Not long ago, Section 1782 was a largely unknown provision of the U.S. Code. But as Section 1782 discovery becomes a more common part of cross-border litigation, courts are reconsidering whether and when that tool conflicts with parties’ settled expectations. A few terms ago, the Supreme Court sharply curtailed its use in arbitration—where the parties have bargained for and agreed to more streamlined procedures.[9] The Second Circuit’s decision in Banoka likewise permits district courts to deny discovery when the parties have agreed to litigate in a forum where it would not be available. That said, Section 1782 remains a powerful tool in any civil litigator’s belt, particularly in disputes that do not turn on a contract, such as cross-border torts, restructuring matters, or intellectual property matters.


[1] The Seventh Circuit likewise held that district courts may weigh forum-selection clauses against Section 1782 applications where the foreign “court system . . . doesn’t contemplate the level of compulsory process available in America.” In re Application of Venequip, S.A. v. Caterpillar Inc., 83 F.4th 1048, 1057 (7th Cir. 2023) (cleaned up).

[2] See In re del Valle Ruiz, 939 F.3d 520, 533 (2d Cir. 2019) (“[A] district court is not categorically barred from allowing discovery under § 1782 of evidence located abroad.”); Sergeeva v. Tripleton Int’l Ltd., 834 F.3d 1194, 1200 (11th Cir. 2016) (rejecting “the Extraterritoriality Argument” and holding that “the location of responsive documents and electronically stored information—to the extent a physical location can be discerned in this digital age—does not establish a per se bar to discovery under § 1782”).

[3] Intel, 542 U.S. at 264-65.

[4] Banoka, 2025 WL 2166397, at *2.

[5] Banoka filed a separate action seeking discovery from Westmont in the Southern District of Texas, where Westmont is headquartered. The Texas district court denied that application because, among other reasons, Westmont would be a party to the potential English litigation and, hence, subject to discovery there. Banoka v. Westmont Int’l Development Inc., 2022 WL 480118, at *3-5 (S.D. Tex. Feb. 10, 2022). The Fifth Circuit summarily affirmed in a four-sentence order. Bissonnet v. Westmont Int’l Dev., Inc., 2022 WL 636680 (Mar. 4, 2022) (per curiam).

[6] Banoka, 2025 WL 2166397, at *7 (alterations adopted).

[7] Id. at *9 (quoting Venequip, 83 F.4th at 1057).

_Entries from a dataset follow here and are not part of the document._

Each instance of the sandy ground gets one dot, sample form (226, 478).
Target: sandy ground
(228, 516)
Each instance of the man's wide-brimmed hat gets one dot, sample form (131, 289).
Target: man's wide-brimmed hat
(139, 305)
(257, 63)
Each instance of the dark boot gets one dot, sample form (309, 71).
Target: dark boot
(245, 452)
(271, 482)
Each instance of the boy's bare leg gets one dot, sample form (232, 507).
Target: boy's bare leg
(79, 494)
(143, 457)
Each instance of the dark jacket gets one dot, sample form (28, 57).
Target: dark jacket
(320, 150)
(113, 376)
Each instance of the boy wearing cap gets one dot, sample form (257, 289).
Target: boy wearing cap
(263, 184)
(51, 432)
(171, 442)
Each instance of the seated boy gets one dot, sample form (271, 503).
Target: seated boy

[8] Would-be plaintiffs have long used Section 1782 to investigate possible foreign suits. Indeed, Intel itself endorsed the use of Section 1782 to obtain pre-suit discovery even though such discovery likely would not have been available in the foreign forum. Intel, 542 U.S. at 259. But some courts have expressed growing skepticism over attempts to use Section 1782 “as a fishing expedition to determine if [the applicant] should pursue litigation against [respondents]” rather than as a tool in aid of foreign litigation. Ayyash v. Crowe Horwath LLP, 2018 WL 2976017, at *3 (S.D.N.Y. June 13, 2018); see also, e.g., Postalis, 2018 WL 6725406, at *4 (denying application as an “attempt to gain pre-litigation discovery for a prospective lawsuit in the United States” (emphasis added)); In re Yilport Holding A.S., 2023 WL 2140111, at *8 (D.N.J. Feb. 21, 2023) (denying application where “[t]he unrefuted evidence . . . reveals that, at least to some degree, [applicant’s] pursuit of third-party discovery under Section 1782 may be intended to circumvent the proof gathering process in the United States”); In re Application of the Republic of Türkiye, 2025 WL 2200159, at *13 (S.D.N.Y. Aug. 1, 2025) (denying application for discovery in aid of potential criminal investigation because applicant’s “sparse [a]pplication may reflect more of a fishing expedition into [respondent’s] financial activities than a legitimate use of § 1782”).

[9] ZF Automotive US, Inc. v. Luxshare, Ltd., 596 U.S. 619 (2022).